Steven Berry

 

 

Bringing news headlines into class, Steven Berry introduces students to a new way of thinking

 

Steven Berry, who won the Lex Hixon ’63 Prize for Teaching Excellence in the Social Sciences, acknowledges that not all of the more than 300 students in his introductory economics classes are bound to become economists. Nevertheless, he is satisfied knowing that he has taught them a disciplined way of looking at the world, one that could serve them in a wide range of future careers. One student described his experience in Berry’s class by saying, “I was prepared for a painful experience with killer curves, endless lectures, and dull materials. … Instead of complex graphs and mind-numbing problem sets, he gave lively lectures about pollution, global warming, insurance markets, elections, finance markets, health care, and how economists solve those problems.” Learning a bit about economics, Berry says, “complements” all the ways of thinking students may employ when they tackle the big questions and problems of the future.

Course: “Introductory Microeconomics”

 

What excites you about teaching Yale undergraduates?

I really like this course I teach, which is Economics 115. It’s a giant lecture class. The reason I really enjoy it and get excited about it is that the students are eager to learn. They often know nothing about economics coming in, and they’re actually going to take this out to the world. So we are talking about a set of ways of thinking about the world and, toward the end of the course, a set of policy conclusions — things that you can do in the world. And they get it, and that’s exciting.
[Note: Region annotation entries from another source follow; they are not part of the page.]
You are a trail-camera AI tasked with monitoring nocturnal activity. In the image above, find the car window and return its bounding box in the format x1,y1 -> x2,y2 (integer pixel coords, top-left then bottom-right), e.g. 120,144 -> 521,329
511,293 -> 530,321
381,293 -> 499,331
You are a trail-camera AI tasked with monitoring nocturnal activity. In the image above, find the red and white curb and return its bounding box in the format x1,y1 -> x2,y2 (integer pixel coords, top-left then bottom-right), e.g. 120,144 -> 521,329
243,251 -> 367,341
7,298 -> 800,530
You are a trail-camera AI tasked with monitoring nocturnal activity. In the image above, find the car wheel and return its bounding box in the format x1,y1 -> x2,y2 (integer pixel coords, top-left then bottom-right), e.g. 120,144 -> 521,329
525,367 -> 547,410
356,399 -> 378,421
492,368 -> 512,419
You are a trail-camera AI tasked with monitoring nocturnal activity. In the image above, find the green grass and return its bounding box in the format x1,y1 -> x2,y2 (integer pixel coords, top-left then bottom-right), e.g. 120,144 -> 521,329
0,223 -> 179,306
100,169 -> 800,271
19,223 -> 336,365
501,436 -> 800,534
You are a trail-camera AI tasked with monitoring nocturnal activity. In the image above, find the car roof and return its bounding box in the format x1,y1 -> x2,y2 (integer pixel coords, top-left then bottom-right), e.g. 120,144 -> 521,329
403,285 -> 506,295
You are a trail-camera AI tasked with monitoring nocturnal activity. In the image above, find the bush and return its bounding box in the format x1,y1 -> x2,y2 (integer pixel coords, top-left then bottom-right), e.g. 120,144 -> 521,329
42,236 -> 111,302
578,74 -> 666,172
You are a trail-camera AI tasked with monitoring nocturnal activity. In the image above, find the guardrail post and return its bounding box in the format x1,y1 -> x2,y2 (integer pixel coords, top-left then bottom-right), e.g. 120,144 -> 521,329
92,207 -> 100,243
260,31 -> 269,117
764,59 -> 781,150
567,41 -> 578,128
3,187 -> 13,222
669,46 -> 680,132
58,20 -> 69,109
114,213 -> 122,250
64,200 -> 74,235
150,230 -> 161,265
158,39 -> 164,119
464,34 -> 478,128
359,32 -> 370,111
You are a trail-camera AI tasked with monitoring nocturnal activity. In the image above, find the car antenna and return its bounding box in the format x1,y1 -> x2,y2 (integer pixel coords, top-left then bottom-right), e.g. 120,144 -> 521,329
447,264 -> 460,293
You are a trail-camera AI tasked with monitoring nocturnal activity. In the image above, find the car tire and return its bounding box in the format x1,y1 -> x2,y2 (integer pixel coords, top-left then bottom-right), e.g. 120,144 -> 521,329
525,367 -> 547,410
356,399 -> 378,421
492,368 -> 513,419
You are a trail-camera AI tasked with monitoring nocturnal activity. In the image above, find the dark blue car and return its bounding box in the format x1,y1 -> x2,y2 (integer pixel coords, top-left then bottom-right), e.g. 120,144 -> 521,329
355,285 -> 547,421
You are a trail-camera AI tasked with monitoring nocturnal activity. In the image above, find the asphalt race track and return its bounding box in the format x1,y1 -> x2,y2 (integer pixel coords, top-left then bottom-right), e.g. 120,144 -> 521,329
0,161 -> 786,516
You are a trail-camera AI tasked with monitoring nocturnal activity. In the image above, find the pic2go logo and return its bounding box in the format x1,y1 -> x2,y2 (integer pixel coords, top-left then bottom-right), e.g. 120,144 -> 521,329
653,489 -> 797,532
It’s also true that they are the kind of kids who are going to go out and just do all kinds of fascinating things in the world: run non-profits, or become a senator, or whatever it is they are going to do. I feel like what we learn in that class they are going to take out and carry with them. You can always think about your research, and you hope it’s going to carry forward into the future. You hope that 20 years from now people are going to remember that. But I have 300 or 400 kids in that room, and my hope is that they take these ideas out into the world with them, and that seems like a much more certain legacy, actually, when you think about the effect you are going to have in the world in the long run.

 

What do your students teach you?

Again, we are teaching them a particular way of thinking about the world that they haven’t encountered. The best thing about them is that they are fresh to it. They kind of pick it up, and they turn it around in an unexpected direction, or they ask a question where your first instinct is to say, “No, you didn’t get it at all.” And then your second instinct is to think, “No, that’s really interesting. An economist would not have said that, but someone who is fresh to the idea will.” So I think it’s just a freshness, the fact that they haven’t seen these ideas before.

 

What advice would you give a Yale undergraduate about his or her time here?
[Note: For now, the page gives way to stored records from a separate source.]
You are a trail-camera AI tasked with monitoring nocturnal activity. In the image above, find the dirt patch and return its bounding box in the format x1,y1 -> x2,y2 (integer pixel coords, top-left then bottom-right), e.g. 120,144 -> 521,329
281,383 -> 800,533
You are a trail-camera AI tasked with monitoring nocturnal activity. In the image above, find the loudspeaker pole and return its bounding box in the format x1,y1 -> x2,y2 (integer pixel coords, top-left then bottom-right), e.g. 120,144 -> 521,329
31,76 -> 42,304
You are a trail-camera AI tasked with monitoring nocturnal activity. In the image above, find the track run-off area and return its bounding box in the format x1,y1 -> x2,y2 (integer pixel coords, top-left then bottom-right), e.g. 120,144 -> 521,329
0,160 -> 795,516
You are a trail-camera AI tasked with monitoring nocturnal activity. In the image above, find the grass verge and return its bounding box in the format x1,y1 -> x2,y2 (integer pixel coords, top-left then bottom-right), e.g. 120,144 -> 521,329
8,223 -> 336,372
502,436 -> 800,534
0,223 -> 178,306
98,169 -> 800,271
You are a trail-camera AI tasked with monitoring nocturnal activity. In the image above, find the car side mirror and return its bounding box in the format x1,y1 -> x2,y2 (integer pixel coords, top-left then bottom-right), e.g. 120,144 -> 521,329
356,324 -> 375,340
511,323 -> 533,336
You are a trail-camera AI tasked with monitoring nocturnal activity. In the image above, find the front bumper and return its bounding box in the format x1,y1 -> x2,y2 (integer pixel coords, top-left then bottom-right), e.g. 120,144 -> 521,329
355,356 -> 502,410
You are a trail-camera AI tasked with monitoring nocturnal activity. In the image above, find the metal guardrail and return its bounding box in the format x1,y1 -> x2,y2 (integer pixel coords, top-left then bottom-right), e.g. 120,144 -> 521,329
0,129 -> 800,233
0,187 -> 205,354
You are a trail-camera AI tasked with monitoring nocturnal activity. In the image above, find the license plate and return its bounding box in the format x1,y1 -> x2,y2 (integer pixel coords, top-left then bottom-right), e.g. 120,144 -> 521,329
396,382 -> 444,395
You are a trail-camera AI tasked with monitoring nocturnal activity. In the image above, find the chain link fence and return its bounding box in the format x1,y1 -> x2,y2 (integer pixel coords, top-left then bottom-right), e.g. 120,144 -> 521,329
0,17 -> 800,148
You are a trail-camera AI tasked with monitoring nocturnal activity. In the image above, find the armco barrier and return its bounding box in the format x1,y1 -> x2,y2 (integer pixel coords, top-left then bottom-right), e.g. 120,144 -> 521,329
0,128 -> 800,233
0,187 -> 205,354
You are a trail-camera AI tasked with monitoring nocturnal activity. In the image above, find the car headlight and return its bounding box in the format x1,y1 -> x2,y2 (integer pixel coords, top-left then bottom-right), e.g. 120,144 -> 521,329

In thinking about what advice I would give undergraduates, the first thing that comes to mind is that I’m just a huge fan of a liberal arts education, that kind of really classic American liberal arts education. What are some components of that that I think are super important? One is just the ability to get some breadth. Everybody says this: Take the courses that you didn’t think you were going to take.

But the second thing is the importance of the major, and the importance of learning a disciplined way of thinking. It could be in all kinds of different fields. It could be in how do you approach a work of literature, or economics, chemistry, whatever — that there is a discipline that builds from class to class. And to make sure that you do that in your major, that you don’t just treat it as a collection but as a discipline where, in the midst of this breadth, you are really going to learn a very particular way of thinking, and it’s going to build on itself.
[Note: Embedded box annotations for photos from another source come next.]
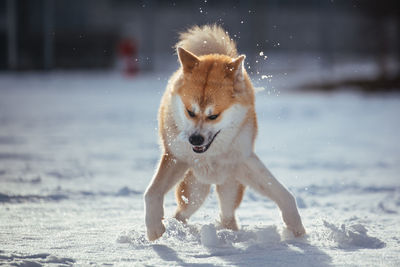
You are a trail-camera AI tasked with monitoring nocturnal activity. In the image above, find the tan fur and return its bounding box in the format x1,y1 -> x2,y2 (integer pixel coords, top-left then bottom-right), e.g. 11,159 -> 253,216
145,25 -> 305,240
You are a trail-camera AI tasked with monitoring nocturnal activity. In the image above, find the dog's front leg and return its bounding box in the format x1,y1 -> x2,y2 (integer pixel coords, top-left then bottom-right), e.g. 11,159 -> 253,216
144,153 -> 187,241
237,153 -> 305,236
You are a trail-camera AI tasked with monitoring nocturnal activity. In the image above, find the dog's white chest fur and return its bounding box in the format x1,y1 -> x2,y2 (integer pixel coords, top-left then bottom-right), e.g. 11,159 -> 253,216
191,160 -> 234,184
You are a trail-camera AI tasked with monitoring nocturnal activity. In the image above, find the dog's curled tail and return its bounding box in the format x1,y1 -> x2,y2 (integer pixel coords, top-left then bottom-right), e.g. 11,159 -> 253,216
175,24 -> 238,58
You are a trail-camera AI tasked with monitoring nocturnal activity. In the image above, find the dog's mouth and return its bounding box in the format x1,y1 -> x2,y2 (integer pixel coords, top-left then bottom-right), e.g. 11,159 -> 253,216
192,130 -> 221,153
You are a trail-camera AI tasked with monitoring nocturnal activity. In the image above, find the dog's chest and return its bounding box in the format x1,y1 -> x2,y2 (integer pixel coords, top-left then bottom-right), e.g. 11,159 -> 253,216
192,160 -> 235,184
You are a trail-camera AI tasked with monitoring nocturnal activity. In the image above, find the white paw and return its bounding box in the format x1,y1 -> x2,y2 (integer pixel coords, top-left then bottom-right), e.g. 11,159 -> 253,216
287,224 -> 306,237
147,222 -> 165,241
282,211 -> 306,237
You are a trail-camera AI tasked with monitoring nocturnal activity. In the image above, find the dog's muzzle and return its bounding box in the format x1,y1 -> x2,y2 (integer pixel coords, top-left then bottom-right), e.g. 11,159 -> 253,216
189,130 -> 221,153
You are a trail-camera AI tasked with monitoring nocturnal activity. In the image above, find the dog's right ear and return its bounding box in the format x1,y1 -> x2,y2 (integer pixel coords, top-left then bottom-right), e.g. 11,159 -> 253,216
176,47 -> 200,72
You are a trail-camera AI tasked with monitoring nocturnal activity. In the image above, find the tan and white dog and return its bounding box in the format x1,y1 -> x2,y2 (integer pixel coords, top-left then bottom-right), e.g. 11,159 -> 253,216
144,25 -> 305,240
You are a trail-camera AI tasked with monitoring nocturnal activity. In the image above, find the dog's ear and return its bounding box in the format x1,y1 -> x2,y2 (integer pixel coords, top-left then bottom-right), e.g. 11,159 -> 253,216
176,47 -> 200,72
226,55 -> 246,81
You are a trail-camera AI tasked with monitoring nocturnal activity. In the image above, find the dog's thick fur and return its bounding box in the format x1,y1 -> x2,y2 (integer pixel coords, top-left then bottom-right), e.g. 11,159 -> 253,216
145,25 -> 305,240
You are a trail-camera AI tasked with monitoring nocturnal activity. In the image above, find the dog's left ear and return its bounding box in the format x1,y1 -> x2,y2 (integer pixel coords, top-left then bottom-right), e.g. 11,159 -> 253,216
176,47 -> 200,72
226,55 -> 246,81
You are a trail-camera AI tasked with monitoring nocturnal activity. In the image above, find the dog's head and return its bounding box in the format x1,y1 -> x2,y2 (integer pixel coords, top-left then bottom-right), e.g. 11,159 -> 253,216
174,47 -> 254,153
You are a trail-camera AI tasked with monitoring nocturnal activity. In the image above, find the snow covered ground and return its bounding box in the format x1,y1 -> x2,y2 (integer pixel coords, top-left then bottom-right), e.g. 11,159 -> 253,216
0,70 -> 400,266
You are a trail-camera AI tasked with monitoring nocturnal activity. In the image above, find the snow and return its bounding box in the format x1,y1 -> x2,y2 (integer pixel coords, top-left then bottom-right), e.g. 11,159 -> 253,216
0,70 -> 400,266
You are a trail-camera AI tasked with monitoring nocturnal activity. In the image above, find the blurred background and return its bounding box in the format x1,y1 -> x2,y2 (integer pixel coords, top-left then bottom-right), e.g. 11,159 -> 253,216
0,0 -> 400,91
And then, of course, a lot of being in college and being at a place like Yale is that you are learning to be yourself, you are learning to be an adult.  So I advise that students do all three of those things: get the breadth, get the discipline, get the personal advancement. That’s not very original, but I’m a huge believer in it.

 

If there is one thing you want your students to learn from you, what would that be?

I tell them several things on the first day of class. It’s an introductory class, and so we have a talk about “what is economics, and what should you take away from it?” We use models, we use mathematics, we use graphs, and we use them to think about human behavior and issues that are in the newspaper. So that’s different than what you would do in chemistry, where you are learning about chemical processes. We think in a different way than one thinks in psychology or a humanities class. I tell them, “you may like this,” and a few of them will, and “you may not,” and a bunch of them won’t, actually. But to the ones who don’t, I say, “I hope, I hope, I hope when you leave this class that this is a complement to all the other ways that you think, that this is part of a repertoire of a way to approach the world.”

I think they usually say that’s true. They say, “Okay, I’m actually not going to take another economics class, but I’m glad I learned this. It was a good thing to learn this way of thinking.” That’s the biggest thing I hope they take out of it.

 

Tell us about one of your most memorable classroom experiences.

When I think about what’s memorable in the classroom, I don’t think about just a single moment but a kind of moment. I’m teaching a very large class, there are a lot of people in the room, and to some of them I seem very distant, I know, at the front of the stage. But there are moments — and I wish I could say it was every moment, it’s not — but there are moments in the classroom where we just seem like we’re one, where they are just hanging on what might happen, where if I tell a joke the response is instantaneous and it flashes through the room, or if I’m coming to the conclusion of an argument that they are hanging a little forward. Those moments happen sometimes, and those are the ones I hang onto.